Six months after paying more than a quarter of a million dollars to buy out the contract of the district's former human resources director, the Burnsville-Eagan-Savage school board has rebuked the man who hired her.

The board last week gave Superintendent Randall Clegg, who is in the final year of a three-year, $180,000-a-year contract, a mixed job review, saying that in the past year he has failed to meet three of the seven job standards for such things as ethics, management, vision and goal achievement.

In 2011 and 2010, before the buyout of Tania Z. Chance became an issue, the board gave Clegg perfect scores in the same categories, according to district records.

"The review speaks for itself," said school board Chairman Ron Hill, one of four incumbents on the board seeking reelection this fall.

Hill refused to say which three standards Clegg failed to meet. He and the rest of the board also refused to identify which board members voted for and against Clegg on the seven review questions.

In a statement last week releasing a summary of the review, the board noted that Clegg was given a "meets- standard" mark even if the board was not unanimous in agreeing that he met the standard.

"This is how we felt it needed to be presented," Hill said.

The review, Clegg's status and the district's perceived lack of transparency figure to become campaign issues this fall as 10 candidates contend for four school board seats.

Along with Hill, the incumbents running for another term are DeeDee Currier, Sandra Sweep and Robert VandenBoom, who is seeking a two-year term in November.

During the Chance debate, which led to the changing of a state law to make school boards more accountable for how they spend money in contract buyouts, parents, residents and the board clashed at public meetings over why the money was paid to Chance and why the board would not more fully explain its actions.
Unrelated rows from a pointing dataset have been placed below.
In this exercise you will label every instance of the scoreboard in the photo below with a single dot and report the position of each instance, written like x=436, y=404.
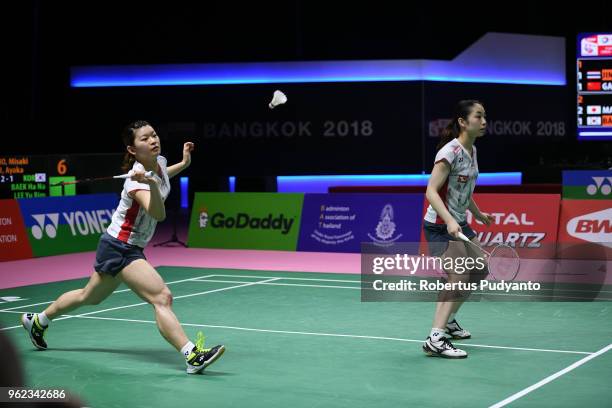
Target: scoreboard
x=32, y=176
x=23, y=176
x=594, y=86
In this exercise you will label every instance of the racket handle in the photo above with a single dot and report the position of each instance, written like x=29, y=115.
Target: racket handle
x=148, y=174
x=463, y=237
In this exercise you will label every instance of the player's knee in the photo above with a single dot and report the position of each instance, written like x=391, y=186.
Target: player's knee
x=164, y=298
x=88, y=298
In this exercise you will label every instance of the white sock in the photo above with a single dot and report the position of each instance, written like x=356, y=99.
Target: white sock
x=186, y=350
x=43, y=319
x=436, y=334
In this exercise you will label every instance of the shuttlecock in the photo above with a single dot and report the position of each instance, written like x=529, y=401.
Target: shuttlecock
x=278, y=99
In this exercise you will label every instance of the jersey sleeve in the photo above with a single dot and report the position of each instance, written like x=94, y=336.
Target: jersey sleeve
x=447, y=154
x=131, y=185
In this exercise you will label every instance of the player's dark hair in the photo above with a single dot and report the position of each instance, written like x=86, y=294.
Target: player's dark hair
x=453, y=130
x=128, y=134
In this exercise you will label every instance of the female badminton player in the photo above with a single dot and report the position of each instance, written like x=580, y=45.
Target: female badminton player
x=449, y=193
x=120, y=257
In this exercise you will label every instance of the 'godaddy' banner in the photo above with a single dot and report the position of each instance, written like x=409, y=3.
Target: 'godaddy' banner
x=587, y=184
x=60, y=225
x=245, y=220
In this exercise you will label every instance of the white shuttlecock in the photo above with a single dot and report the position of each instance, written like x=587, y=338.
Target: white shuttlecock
x=278, y=99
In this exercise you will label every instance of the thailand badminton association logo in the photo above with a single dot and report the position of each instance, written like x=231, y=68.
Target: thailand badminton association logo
x=49, y=228
x=385, y=229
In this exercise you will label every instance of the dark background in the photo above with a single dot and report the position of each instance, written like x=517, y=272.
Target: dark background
x=41, y=114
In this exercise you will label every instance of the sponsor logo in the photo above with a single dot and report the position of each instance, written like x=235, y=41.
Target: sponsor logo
x=594, y=227
x=80, y=223
x=243, y=221
x=600, y=185
x=385, y=229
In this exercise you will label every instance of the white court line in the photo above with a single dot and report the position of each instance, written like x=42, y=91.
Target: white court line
x=411, y=276
x=116, y=291
x=359, y=288
x=330, y=335
x=64, y=317
x=287, y=278
x=283, y=284
x=550, y=378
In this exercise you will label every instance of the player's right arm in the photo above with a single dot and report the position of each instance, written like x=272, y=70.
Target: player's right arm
x=151, y=199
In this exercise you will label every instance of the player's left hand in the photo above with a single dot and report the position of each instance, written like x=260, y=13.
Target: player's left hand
x=187, y=149
x=486, y=219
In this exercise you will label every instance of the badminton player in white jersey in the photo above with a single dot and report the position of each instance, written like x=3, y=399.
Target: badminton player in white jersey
x=120, y=258
x=449, y=193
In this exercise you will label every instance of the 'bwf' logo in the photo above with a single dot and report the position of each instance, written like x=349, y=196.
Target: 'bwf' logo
x=50, y=229
x=599, y=186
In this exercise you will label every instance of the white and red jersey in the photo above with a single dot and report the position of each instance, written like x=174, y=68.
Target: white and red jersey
x=131, y=223
x=459, y=186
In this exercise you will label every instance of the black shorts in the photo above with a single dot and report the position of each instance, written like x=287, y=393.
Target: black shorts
x=113, y=255
x=437, y=236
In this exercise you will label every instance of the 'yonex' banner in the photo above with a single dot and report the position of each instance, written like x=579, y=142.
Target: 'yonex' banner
x=245, y=220
x=60, y=225
x=587, y=184
x=341, y=222
x=14, y=242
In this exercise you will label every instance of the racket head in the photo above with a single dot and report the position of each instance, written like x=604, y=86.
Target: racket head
x=504, y=262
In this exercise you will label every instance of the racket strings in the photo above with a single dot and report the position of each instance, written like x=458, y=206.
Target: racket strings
x=504, y=262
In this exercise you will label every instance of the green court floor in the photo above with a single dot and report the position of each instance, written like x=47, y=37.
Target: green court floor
x=306, y=340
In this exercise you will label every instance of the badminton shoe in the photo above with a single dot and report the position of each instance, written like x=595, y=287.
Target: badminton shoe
x=35, y=330
x=442, y=348
x=201, y=357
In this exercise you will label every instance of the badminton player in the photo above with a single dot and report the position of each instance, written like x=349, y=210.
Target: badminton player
x=449, y=193
x=120, y=257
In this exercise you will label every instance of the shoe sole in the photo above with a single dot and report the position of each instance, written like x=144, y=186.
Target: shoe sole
x=214, y=358
x=432, y=354
x=25, y=326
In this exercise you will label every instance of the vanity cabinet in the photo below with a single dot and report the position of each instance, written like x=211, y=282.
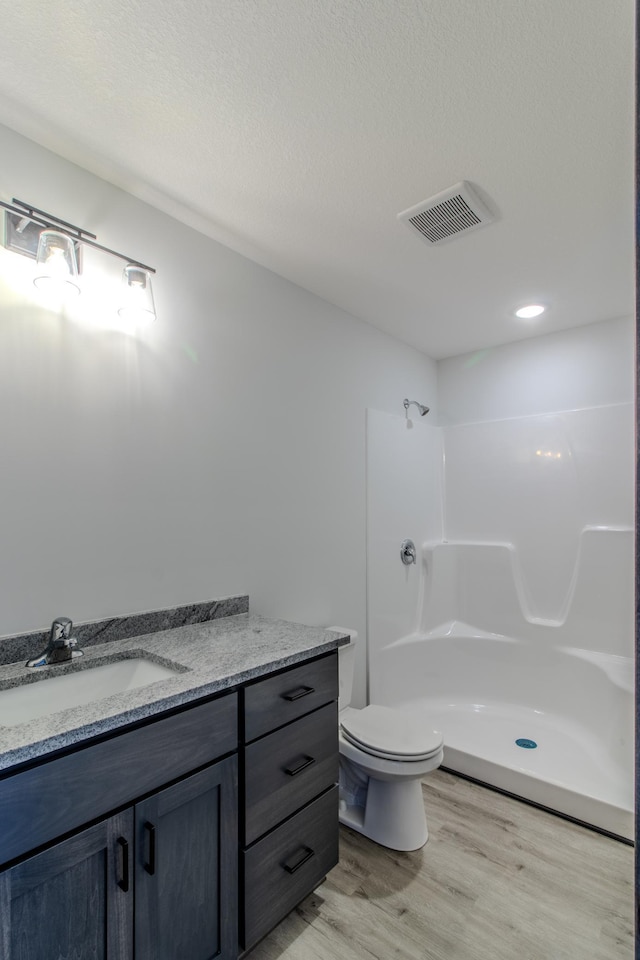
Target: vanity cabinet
x=70, y=900
x=174, y=853
x=139, y=844
x=157, y=880
x=289, y=803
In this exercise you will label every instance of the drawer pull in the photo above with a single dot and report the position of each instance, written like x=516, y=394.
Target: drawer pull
x=123, y=882
x=150, y=863
x=304, y=763
x=306, y=856
x=298, y=693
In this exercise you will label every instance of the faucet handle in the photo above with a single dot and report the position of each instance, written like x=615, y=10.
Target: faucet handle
x=61, y=632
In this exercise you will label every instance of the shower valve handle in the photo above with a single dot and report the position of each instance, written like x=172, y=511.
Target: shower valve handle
x=408, y=552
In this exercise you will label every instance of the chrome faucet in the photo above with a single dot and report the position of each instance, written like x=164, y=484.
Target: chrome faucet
x=62, y=646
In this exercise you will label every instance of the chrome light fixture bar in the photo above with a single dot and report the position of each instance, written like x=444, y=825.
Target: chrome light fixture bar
x=57, y=245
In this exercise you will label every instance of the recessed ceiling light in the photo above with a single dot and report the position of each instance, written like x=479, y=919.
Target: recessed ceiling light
x=530, y=311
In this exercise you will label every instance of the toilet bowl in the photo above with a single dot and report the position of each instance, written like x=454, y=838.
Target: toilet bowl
x=384, y=754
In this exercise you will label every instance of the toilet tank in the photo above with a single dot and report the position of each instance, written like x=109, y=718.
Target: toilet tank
x=346, y=666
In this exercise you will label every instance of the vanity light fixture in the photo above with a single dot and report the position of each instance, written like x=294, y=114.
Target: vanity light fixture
x=57, y=265
x=56, y=246
x=530, y=311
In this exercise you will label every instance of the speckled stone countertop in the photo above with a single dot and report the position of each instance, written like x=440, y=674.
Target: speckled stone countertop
x=208, y=657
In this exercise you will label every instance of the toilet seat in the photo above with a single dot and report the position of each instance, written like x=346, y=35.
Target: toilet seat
x=391, y=734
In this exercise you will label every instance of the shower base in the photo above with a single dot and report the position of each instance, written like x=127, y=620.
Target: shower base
x=569, y=771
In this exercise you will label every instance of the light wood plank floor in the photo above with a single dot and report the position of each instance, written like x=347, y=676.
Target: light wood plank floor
x=497, y=880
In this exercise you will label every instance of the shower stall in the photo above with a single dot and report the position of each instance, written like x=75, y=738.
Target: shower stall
x=515, y=623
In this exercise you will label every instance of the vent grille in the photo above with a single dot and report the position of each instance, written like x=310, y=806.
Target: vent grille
x=448, y=214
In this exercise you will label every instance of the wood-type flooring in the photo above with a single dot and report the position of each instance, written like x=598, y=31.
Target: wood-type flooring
x=497, y=880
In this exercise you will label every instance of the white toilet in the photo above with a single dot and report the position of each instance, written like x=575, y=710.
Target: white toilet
x=384, y=753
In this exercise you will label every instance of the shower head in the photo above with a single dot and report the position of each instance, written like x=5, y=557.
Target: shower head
x=423, y=410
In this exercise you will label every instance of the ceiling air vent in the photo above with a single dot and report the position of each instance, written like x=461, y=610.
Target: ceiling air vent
x=448, y=214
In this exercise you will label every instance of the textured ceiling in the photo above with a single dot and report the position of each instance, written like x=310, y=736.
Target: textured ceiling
x=295, y=131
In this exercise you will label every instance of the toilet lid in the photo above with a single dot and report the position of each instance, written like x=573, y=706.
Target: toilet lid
x=390, y=733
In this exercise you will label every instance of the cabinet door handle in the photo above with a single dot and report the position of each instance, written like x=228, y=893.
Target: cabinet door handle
x=306, y=856
x=304, y=763
x=123, y=882
x=150, y=833
x=298, y=693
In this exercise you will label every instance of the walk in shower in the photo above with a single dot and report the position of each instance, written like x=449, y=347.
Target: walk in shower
x=515, y=623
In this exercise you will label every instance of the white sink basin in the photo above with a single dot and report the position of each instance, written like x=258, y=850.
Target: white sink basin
x=42, y=697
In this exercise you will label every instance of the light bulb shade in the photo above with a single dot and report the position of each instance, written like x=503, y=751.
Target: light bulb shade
x=56, y=264
x=137, y=305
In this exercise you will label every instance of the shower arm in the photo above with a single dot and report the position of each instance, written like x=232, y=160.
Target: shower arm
x=407, y=403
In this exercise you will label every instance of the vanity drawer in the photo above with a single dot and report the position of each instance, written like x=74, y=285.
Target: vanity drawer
x=270, y=703
x=288, y=768
x=286, y=865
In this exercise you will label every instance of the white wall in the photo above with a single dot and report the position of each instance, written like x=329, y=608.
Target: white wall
x=221, y=451
x=584, y=367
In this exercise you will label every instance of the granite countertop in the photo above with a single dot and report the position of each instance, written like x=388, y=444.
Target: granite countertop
x=210, y=657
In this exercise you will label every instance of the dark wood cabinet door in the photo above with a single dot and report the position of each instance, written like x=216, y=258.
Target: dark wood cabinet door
x=186, y=868
x=74, y=899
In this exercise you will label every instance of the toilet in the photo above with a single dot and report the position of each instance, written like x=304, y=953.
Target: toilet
x=384, y=754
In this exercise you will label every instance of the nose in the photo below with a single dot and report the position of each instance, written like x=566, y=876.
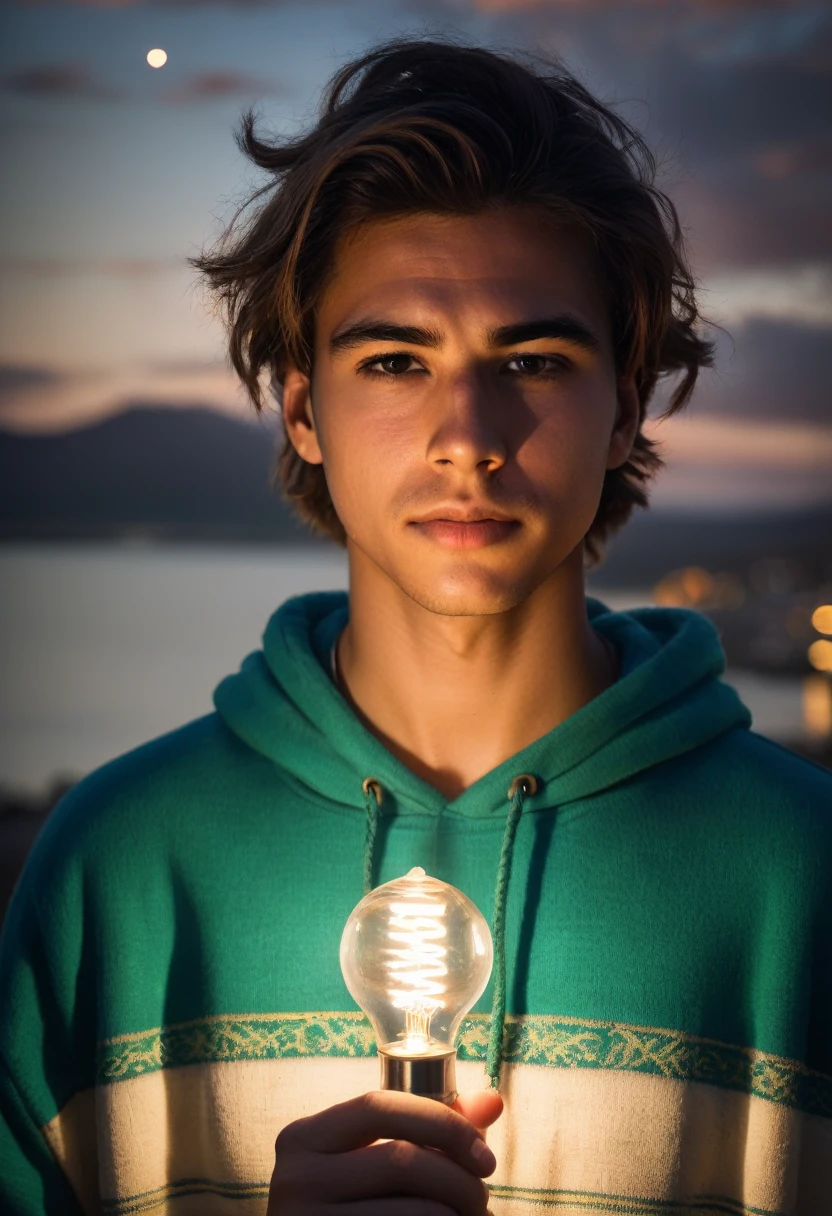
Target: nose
x=466, y=427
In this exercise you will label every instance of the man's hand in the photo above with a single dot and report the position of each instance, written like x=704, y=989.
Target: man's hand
x=429, y=1160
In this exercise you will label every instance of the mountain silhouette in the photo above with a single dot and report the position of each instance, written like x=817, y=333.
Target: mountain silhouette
x=166, y=473
x=155, y=471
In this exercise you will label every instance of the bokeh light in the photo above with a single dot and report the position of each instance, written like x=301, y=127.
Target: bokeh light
x=820, y=656
x=821, y=619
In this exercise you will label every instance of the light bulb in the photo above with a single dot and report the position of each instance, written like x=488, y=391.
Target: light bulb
x=416, y=955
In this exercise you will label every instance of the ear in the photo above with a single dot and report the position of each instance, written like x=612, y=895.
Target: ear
x=298, y=417
x=628, y=418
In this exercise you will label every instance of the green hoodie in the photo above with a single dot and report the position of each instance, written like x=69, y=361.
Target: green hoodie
x=172, y=994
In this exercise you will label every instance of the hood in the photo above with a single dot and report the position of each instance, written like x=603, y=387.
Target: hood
x=668, y=699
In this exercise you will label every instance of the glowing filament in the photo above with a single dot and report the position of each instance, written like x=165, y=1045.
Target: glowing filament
x=416, y=967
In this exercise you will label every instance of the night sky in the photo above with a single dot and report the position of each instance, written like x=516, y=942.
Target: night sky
x=116, y=172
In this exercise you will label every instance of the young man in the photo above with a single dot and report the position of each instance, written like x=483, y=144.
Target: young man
x=464, y=287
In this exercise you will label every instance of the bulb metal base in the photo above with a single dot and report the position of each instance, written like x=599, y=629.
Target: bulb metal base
x=428, y=1076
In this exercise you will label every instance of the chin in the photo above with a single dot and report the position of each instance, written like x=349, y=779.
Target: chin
x=467, y=592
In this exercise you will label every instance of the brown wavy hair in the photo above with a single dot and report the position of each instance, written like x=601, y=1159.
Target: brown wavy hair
x=433, y=125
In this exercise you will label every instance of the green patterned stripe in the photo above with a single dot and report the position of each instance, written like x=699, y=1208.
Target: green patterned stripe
x=147, y=1200
x=629, y=1205
x=545, y=1040
x=590, y=1200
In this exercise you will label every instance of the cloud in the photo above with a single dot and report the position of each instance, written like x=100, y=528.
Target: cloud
x=18, y=380
x=110, y=268
x=57, y=80
x=218, y=85
x=715, y=463
x=773, y=370
x=800, y=294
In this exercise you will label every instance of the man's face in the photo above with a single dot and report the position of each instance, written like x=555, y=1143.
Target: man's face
x=464, y=367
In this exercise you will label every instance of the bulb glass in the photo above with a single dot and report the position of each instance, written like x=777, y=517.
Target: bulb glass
x=416, y=955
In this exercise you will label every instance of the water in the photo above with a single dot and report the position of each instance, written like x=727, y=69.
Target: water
x=105, y=646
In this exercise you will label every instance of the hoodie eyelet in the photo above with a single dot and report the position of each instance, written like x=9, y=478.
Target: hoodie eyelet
x=371, y=783
x=527, y=782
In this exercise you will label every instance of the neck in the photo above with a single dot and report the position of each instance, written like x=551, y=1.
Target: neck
x=453, y=697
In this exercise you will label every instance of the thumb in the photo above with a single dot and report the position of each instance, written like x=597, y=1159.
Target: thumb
x=479, y=1107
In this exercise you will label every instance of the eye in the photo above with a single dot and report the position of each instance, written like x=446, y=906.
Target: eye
x=395, y=364
x=538, y=365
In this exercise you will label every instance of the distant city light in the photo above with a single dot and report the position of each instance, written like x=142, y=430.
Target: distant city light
x=820, y=656
x=818, y=707
x=821, y=619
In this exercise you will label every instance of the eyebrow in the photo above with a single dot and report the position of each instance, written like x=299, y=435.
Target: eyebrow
x=565, y=326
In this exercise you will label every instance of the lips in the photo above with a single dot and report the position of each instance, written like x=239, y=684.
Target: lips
x=466, y=533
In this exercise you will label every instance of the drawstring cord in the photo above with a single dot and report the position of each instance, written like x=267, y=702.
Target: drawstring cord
x=520, y=788
x=372, y=797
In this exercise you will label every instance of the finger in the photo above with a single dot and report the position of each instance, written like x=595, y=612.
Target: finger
x=387, y=1114
x=479, y=1107
x=400, y=1167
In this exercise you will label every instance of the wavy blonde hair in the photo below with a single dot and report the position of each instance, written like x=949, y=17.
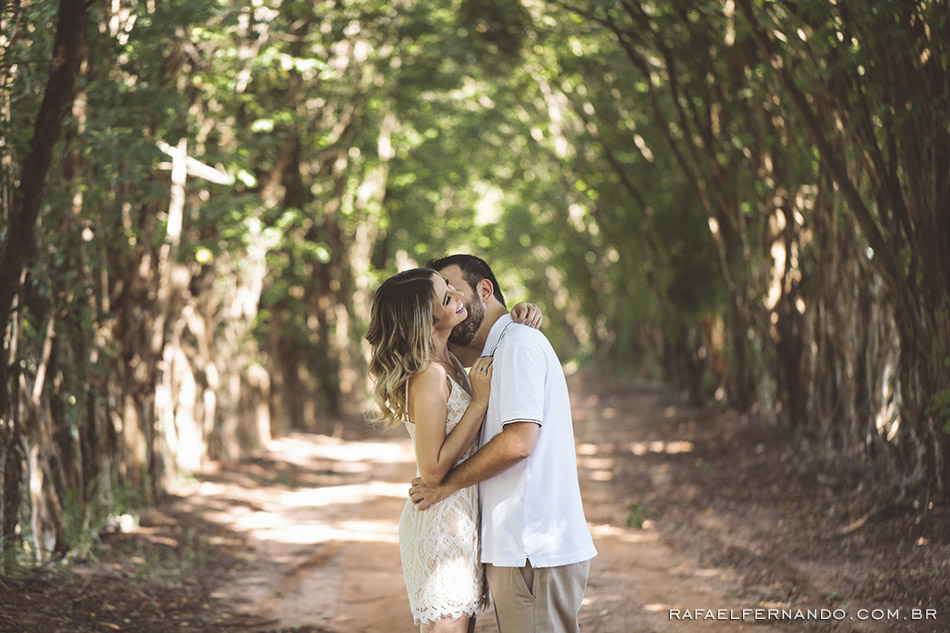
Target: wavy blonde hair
x=400, y=331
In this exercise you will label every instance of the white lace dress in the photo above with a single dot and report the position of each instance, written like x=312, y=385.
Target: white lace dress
x=439, y=546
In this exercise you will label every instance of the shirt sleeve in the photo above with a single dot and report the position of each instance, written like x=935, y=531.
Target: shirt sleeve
x=521, y=388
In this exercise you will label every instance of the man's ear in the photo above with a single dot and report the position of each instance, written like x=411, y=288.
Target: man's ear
x=485, y=290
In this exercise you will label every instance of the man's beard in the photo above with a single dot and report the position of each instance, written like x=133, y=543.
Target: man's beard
x=463, y=333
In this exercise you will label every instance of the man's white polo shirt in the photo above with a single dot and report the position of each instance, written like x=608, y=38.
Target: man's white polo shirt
x=532, y=510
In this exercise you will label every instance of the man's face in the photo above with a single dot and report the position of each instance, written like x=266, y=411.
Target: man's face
x=464, y=332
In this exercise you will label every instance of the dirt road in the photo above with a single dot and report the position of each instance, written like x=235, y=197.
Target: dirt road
x=321, y=515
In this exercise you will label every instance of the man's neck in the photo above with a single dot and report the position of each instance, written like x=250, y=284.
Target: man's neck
x=470, y=353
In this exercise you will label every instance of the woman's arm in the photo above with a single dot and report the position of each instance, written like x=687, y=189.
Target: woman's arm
x=436, y=451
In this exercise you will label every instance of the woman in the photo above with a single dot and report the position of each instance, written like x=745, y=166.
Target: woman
x=418, y=382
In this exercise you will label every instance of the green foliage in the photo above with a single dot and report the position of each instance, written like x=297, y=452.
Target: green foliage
x=638, y=515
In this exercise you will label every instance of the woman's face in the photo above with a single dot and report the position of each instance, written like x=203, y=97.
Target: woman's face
x=448, y=310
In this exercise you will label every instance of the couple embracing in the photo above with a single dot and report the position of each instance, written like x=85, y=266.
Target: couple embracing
x=497, y=500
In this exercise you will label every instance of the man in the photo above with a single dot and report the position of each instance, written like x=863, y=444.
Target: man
x=535, y=542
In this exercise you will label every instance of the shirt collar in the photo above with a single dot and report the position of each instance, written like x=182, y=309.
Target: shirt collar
x=494, y=334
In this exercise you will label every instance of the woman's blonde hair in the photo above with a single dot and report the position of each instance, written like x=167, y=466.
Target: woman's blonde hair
x=400, y=331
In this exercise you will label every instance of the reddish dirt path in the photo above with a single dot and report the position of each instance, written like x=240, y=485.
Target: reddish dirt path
x=321, y=517
x=731, y=515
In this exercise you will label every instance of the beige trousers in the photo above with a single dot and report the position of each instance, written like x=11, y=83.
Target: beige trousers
x=538, y=599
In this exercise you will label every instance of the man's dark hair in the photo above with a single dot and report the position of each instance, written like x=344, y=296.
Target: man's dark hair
x=474, y=269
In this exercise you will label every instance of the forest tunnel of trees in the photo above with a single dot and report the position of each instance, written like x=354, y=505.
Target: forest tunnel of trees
x=749, y=199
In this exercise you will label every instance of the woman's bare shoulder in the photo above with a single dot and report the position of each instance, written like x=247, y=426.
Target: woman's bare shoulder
x=432, y=379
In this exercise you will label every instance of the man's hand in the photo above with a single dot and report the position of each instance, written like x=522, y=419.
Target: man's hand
x=424, y=496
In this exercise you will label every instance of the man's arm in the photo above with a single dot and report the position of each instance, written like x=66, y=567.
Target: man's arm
x=515, y=443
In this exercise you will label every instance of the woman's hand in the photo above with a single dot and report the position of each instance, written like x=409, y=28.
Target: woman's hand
x=527, y=313
x=480, y=377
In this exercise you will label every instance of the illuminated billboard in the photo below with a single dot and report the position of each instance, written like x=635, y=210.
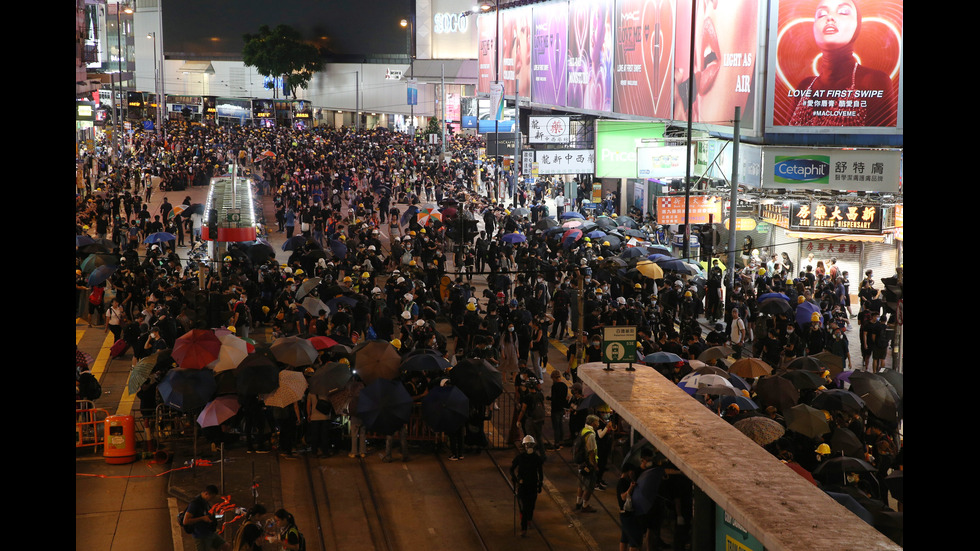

Part of the problem was that the board appeared to be buying Chance off because she filed two complaints with state agencies, at least one of which involved Clegg, according to the district's final settlement agreement with Chance.

"It doesn't surprise me that the school board would have an unfavorable review of Mr. Clegg," said Tom McCasey, one of the candidates running for the school board this year. "They should all be removed, including Clegg."

Clegg did not respond to requests for comment.

Déjà vu?

Hill refused to comment on whether he thinks Clegg's contract will be or should be renewed. He also refused to discuss what role, if any, the Chance settlement he and the board authorized would play in the campaign.

But several candidates criticized the board for not disclosing which standards Clegg failed to meet and why he got a less-than-perfect score compared with previous years.

Multiple candidates claimed that the board, and thus the incumbents, are protecting Clegg over his involvement in the Chance scandal. Others said they would either not support keeping Clegg or at the very least take a critical look at his role in connection with Chance.

"It was his ultimate responsibility," said Mark Traikoff, a former district employee now running for one of the four-year terms on the board. He believes that Clegg and Chance will be "huge" campaign issues.

"I'm running on the assumption to help push him out," said Traikoff, who has among his campaign slogans "a new school board of four to show Clegg the door."

Two other challengers who got into the race because of their disaffection with how the district handled things surrounding Chance suggested that the board's inability to explain its actions is but a continuation of the dysfunction that people allege took place as the school board argued with the state over its level of transparency.

"It was embarrassing for the entire district and the community," Steve Dove, a former school administrator in Edina who is running for a four-year seat, said of Chance's exit. "I think the district was in damage control."

Seema Pothini, another challenger, said the media circus created by the Chance debacle, which resulted in the board battling news organizations over what it had to disclose about its reasons for agreeing to the payout, was a distraction the district did not need.

"The dismissal of Tania Chance was, and continues to be, a distraction," Pothini said in an e-mail. "With significant issues in our district such as declining enrollment and the achievement gap, we need to move past that distraction and focus on providing an excellent education for all our students."